At least the Aretha Franklin biopic, Respect (dir. Liesl Tommy), ticks all the right boxes and proceeds at an engaging pace. But it also fails to avoid the usual genre traps, presenting little more than a series of set pieces, the combined effects of which fail to culminate in a memorable effect. The over-reliance on extended musical sequences is also a problem, as it serves to highlight the many narrative lulls.
On to fiction. In Ayten Amin’s Souad – an Egypt-set story about a young woman navigating her way along the boundary between ‘real’ life and the version experienced on social media – the many observations about modern existence are sharp and striking. But unlike many other critics, I’m not sure they result in a satisfying filmic experience. Then again, perhaps the dangling of loose threads was part of the point Amin was attempting to make.
To some extent, reality and fantasy also blur in Eva Husson’s Mothering Sunday, based on the Graham Swift book. It’s the pace and performances that lift this doomed-love tale out of the ordinary, particularly in the sequences where Odessa Young, Josh O’Connor, Colin Firth and Olivia Colman battle with emotions which they are only occasionally permitted to express. The outbursts, when they occur, are heartbreaking.

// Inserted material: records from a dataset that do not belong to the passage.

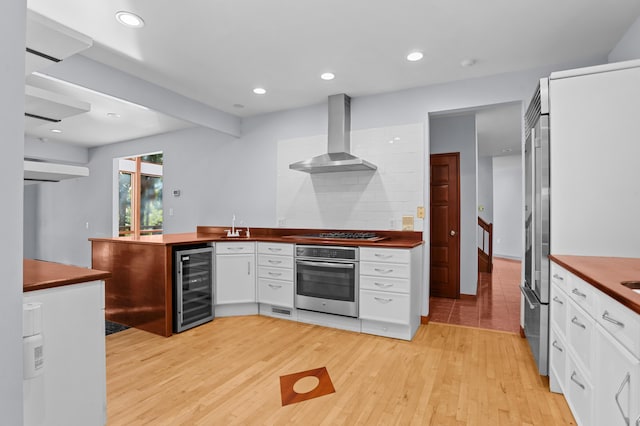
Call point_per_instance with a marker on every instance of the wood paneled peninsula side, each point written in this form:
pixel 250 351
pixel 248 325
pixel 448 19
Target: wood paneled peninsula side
pixel 140 294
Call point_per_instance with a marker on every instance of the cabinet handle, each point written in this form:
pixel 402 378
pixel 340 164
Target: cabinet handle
pixel 578 323
pixel 574 380
pixel 382 285
pixel 606 317
pixel 557 346
pixel 383 256
pixel 578 293
pixel 627 379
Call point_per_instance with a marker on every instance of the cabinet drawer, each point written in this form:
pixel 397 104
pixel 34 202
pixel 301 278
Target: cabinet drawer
pixel 580 335
pixel 275 273
pixel 386 307
pixel 275 261
pixel 559 276
pixel 384 255
pixel 558 356
pixel 399 285
pixel 277 293
pixel 392 270
pixel 579 393
pixel 276 248
pixel 620 321
pixel 559 306
pixel 582 293
pixel 235 248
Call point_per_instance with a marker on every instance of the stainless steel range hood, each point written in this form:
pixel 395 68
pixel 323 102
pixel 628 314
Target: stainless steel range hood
pixel 338 158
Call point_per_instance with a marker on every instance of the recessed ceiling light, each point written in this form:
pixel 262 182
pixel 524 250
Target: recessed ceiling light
pixel 129 19
pixel 414 56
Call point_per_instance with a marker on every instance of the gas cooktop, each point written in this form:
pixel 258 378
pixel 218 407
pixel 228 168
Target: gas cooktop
pixel 361 236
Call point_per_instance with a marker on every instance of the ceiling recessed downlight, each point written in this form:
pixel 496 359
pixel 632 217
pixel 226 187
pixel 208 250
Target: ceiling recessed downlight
pixel 414 56
pixel 129 19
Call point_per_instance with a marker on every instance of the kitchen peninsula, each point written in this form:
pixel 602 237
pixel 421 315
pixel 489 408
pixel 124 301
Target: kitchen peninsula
pixel 140 291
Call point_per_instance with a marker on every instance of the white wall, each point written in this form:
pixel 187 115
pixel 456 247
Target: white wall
pixel 458 134
pixel 354 200
pixel 629 45
pixel 485 188
pixel 507 206
pixel 12 42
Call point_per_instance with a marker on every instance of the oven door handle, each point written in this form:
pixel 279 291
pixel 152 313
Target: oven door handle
pixel 326 264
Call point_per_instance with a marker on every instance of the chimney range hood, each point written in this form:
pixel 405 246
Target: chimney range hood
pixel 338 157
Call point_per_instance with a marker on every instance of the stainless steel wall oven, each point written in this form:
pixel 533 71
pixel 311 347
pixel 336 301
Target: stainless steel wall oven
pixel 327 279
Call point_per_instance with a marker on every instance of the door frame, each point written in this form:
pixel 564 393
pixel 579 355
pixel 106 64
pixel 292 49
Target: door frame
pixel 456 155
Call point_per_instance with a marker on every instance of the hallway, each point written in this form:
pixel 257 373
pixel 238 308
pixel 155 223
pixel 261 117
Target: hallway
pixel 497 306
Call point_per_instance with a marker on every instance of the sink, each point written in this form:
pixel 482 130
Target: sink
pixel 633 285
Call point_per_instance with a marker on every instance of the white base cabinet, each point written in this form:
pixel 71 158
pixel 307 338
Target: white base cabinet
pixel 594 352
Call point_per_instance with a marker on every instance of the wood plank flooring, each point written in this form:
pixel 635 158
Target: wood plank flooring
pixel 227 372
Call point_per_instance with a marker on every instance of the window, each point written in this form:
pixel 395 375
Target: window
pixel 140 195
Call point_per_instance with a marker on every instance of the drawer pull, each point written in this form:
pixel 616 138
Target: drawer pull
pixel 578 293
pixel 574 380
pixel 606 317
pixel 557 346
pixel 578 323
pixel 382 285
pixel 627 380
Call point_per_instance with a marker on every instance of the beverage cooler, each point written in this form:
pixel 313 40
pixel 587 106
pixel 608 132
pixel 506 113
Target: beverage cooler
pixel 192 286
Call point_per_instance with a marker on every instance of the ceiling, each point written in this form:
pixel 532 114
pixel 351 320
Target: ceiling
pixel 216 52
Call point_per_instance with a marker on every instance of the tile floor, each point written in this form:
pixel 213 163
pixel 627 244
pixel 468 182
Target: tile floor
pixel 497 306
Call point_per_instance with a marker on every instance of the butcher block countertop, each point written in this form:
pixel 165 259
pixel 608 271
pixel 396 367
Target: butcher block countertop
pixel 606 274
pixel 39 275
pixel 204 234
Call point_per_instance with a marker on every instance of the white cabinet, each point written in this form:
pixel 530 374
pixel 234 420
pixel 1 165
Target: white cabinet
pixel 390 281
pixel 275 275
pixel 235 273
pixel 72 387
pixel 594 352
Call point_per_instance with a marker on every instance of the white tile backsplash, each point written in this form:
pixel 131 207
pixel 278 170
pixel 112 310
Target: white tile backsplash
pixel 355 200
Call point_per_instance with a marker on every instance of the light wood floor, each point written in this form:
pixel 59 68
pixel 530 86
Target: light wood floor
pixel 227 372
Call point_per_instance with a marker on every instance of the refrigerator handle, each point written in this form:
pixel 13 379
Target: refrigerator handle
pixel 526 296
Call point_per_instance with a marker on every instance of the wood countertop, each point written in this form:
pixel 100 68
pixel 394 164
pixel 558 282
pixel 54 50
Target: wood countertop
pixel 205 234
pixel 606 274
pixel 39 275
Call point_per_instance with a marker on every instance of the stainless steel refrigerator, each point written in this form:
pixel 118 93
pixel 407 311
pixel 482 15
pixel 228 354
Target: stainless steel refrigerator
pixel 535 287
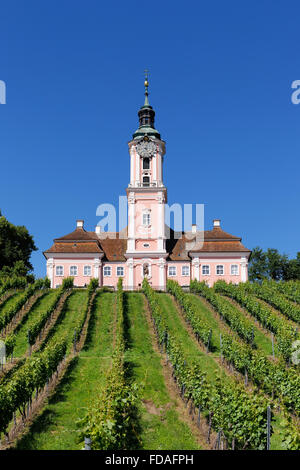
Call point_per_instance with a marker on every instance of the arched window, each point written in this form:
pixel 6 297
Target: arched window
pixel 146 164
pixel 146 181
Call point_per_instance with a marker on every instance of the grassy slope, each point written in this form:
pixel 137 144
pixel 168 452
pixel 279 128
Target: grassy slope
pixel 10 302
pixel 191 350
pixel 177 326
pixel 42 304
pixel 55 429
pixel 160 424
pixel 74 305
pixel 262 341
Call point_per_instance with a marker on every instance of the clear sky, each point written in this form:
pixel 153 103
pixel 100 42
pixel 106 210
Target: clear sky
pixel 220 83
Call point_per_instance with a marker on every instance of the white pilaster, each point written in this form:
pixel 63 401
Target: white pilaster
pixel 137 166
pixel 131 223
pixel 50 271
pixel 132 166
pixel 154 164
pixel 244 269
pixel 162 273
pixel 130 274
pixel 196 269
pixel 97 265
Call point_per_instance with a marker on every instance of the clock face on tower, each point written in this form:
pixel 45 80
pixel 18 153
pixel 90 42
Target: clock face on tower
pixel 146 149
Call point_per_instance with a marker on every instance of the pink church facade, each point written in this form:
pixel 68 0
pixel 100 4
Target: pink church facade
pixel 147 247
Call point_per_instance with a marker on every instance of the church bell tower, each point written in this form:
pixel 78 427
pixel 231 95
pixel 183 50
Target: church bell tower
pixel 146 192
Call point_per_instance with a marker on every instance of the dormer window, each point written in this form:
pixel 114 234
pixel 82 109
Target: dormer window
pixel 146 219
pixel 146 164
pixel 146 181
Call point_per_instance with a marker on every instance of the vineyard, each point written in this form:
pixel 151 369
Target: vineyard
pixel 212 368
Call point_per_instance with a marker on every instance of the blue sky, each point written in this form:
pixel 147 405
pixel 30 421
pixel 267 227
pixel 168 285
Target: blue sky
pixel 220 83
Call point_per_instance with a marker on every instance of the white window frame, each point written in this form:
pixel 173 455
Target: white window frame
pixel 146 223
pixel 76 267
pixel 172 267
pixel 186 266
pixel 120 267
pixel 205 266
pixel 90 270
pixel 223 270
pixel 237 269
pixel 56 267
pixel 106 268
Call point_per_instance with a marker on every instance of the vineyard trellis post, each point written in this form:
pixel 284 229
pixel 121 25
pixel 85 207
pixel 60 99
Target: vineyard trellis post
pixel 87 443
pixel 268 427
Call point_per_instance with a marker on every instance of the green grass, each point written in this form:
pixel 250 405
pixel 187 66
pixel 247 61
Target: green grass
pixel 262 342
pixel 10 302
pixel 191 351
pixel 206 361
pixel 55 428
pixel 42 304
pixel 160 425
pixel 66 323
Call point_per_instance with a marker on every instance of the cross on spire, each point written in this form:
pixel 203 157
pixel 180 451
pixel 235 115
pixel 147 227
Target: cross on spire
pixel 146 83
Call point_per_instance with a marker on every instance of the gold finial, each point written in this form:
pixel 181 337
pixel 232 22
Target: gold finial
pixel 146 82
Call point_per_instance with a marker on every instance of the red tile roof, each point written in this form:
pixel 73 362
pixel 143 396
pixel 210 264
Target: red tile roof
pixel 114 247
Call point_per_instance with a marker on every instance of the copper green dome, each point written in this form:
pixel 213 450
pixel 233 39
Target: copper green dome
pixel 146 118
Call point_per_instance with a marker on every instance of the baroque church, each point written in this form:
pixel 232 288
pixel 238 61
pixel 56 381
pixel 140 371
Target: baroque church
pixel 147 247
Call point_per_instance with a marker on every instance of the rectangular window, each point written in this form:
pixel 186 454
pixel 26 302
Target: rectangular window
pixel 205 270
pixel 172 270
pixel 73 270
pixel 234 270
pixel 59 271
pixel 87 271
pixel 146 219
pixel 185 270
pixel 120 271
pixel 219 269
pixel 107 271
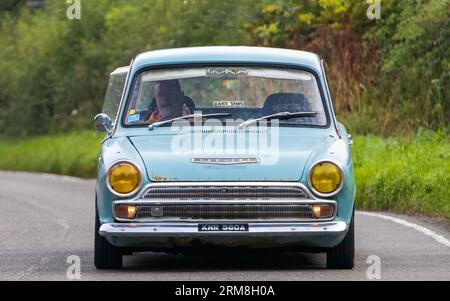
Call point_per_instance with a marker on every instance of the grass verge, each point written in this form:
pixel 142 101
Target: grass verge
pixel 406 175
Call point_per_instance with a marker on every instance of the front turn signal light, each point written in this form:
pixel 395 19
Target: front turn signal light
pixel 125 211
pixel 323 211
pixel 124 178
pixel 326 178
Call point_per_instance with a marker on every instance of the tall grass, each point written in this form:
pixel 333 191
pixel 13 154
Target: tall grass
pixel 74 154
pixel 409 175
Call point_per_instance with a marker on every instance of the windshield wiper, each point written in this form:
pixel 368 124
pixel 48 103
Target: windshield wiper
pixel 281 115
pixel 157 124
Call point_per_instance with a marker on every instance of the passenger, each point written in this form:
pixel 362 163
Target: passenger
pixel 170 102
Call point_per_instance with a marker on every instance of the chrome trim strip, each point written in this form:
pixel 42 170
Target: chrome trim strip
pixel 313 200
pixel 225 202
pixel 188 229
pixel 226 184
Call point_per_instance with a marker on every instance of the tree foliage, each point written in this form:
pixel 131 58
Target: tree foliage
pixel 387 75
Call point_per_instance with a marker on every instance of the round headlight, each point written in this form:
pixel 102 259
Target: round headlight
pixel 124 178
pixel 326 178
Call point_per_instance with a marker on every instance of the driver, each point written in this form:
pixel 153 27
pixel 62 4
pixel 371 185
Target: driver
pixel 170 102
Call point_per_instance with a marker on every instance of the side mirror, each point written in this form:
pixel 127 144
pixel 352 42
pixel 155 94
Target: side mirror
pixel 103 123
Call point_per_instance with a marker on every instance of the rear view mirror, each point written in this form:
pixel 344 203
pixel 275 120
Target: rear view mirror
pixel 103 123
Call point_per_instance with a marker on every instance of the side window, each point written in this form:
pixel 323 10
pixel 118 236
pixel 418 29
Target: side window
pixel 114 93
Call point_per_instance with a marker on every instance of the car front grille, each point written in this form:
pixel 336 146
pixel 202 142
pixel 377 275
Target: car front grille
pixel 225 211
pixel 224 193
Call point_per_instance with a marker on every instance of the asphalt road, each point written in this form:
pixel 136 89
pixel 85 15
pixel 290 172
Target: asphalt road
pixel 44 219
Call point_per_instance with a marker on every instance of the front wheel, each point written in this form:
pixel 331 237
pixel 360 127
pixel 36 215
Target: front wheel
pixel 106 256
pixel 343 255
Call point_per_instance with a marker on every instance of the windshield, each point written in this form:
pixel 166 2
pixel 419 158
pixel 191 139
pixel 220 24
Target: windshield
pixel 242 93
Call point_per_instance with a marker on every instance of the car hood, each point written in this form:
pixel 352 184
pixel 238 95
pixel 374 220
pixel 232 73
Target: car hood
pixel 169 157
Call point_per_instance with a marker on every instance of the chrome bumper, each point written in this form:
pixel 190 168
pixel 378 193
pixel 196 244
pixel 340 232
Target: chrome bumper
pixel 259 235
pixel 191 229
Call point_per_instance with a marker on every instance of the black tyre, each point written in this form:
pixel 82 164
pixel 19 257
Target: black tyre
pixel 106 256
pixel 343 255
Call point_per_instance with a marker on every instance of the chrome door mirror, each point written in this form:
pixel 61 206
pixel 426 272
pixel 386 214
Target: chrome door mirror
pixel 103 123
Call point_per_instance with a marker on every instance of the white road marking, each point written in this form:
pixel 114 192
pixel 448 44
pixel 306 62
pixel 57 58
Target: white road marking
pixel 439 238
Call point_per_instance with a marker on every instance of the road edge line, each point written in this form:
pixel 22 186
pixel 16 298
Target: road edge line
pixel 439 238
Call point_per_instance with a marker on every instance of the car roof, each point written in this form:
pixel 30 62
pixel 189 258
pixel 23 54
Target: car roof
pixel 121 70
pixel 227 54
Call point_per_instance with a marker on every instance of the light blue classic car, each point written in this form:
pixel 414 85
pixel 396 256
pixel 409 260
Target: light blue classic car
pixel 215 148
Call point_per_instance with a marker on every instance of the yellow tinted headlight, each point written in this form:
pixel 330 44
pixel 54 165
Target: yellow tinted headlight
pixel 326 178
pixel 124 178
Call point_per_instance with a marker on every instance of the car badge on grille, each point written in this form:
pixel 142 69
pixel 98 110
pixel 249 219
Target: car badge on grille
pixel 226 161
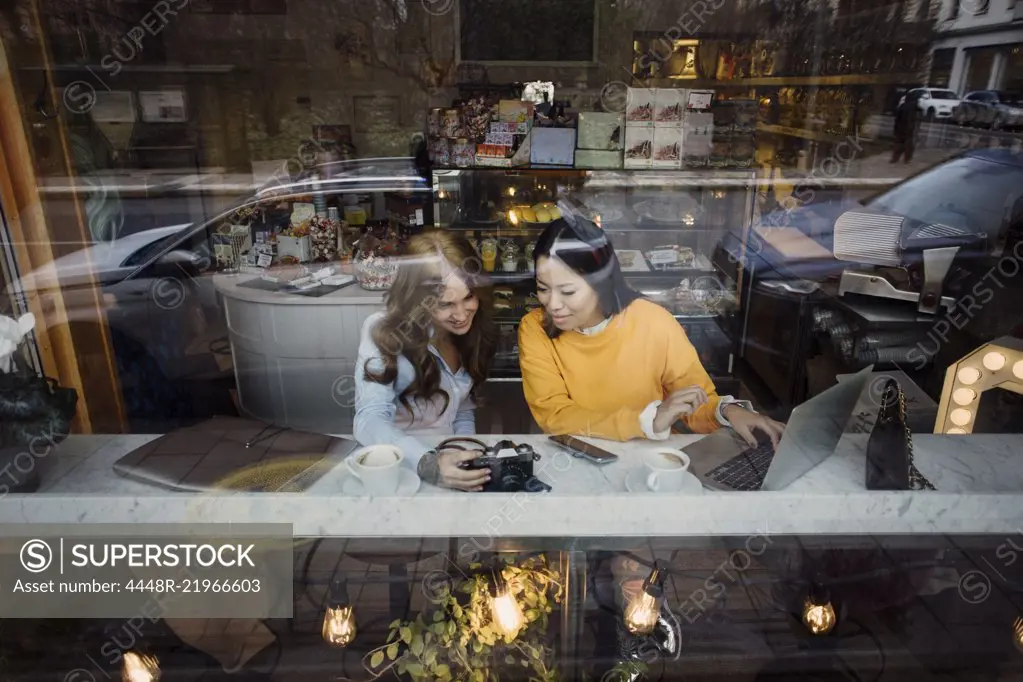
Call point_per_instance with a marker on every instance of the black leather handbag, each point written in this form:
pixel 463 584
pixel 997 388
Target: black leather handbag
pixel 889 450
pixel 35 415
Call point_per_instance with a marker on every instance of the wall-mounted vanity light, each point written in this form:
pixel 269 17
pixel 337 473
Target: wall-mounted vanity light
pixel 994 365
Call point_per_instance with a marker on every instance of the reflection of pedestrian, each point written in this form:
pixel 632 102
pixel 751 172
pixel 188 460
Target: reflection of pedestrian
pixel 906 122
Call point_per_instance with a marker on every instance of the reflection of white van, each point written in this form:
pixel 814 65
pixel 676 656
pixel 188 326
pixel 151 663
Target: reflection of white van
pixel 161 310
pixel 934 103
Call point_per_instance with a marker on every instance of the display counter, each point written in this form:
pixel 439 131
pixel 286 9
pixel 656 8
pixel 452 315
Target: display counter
pixel 587 502
pixel 294 355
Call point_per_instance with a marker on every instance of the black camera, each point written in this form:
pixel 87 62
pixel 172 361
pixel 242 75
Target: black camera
pixel 510 466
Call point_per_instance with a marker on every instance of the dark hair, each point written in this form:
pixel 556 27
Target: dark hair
pixel 585 248
pixel 430 258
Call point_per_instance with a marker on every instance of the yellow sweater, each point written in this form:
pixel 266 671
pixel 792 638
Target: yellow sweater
pixel 598 384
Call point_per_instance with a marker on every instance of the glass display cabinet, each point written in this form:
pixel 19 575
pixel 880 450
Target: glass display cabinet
pixel 666 227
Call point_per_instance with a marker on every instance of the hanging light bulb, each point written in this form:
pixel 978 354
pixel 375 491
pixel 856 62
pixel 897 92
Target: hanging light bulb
pixel 643 608
pixel 818 614
pixel 339 620
pixel 139 668
pixel 504 609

And finally, back to truth, with 25 Years Of Innocence, Jan Holoubek’s account of the life of Tomasz Komenda, the Pole who spent years in prison following a wrongful conviction for murder. Unremittingly harrowing bleakness is something of a specialism for Polish cinema (a dry, Slavic reaction to decades of authoritarian rule?) and there are moments when this particular story screams for a few contrasting bursts of light. But in the final reckoning, it is solid, shocking, laudable fare, featuring an intelligent central performance from Piotr Trojan. as well as from Agata Kulesza portraying the last of this month’s intriguing women: Komenda’s mother, who never stopped fighting for her son, despite the immensity of the obstacles that were placed in her way.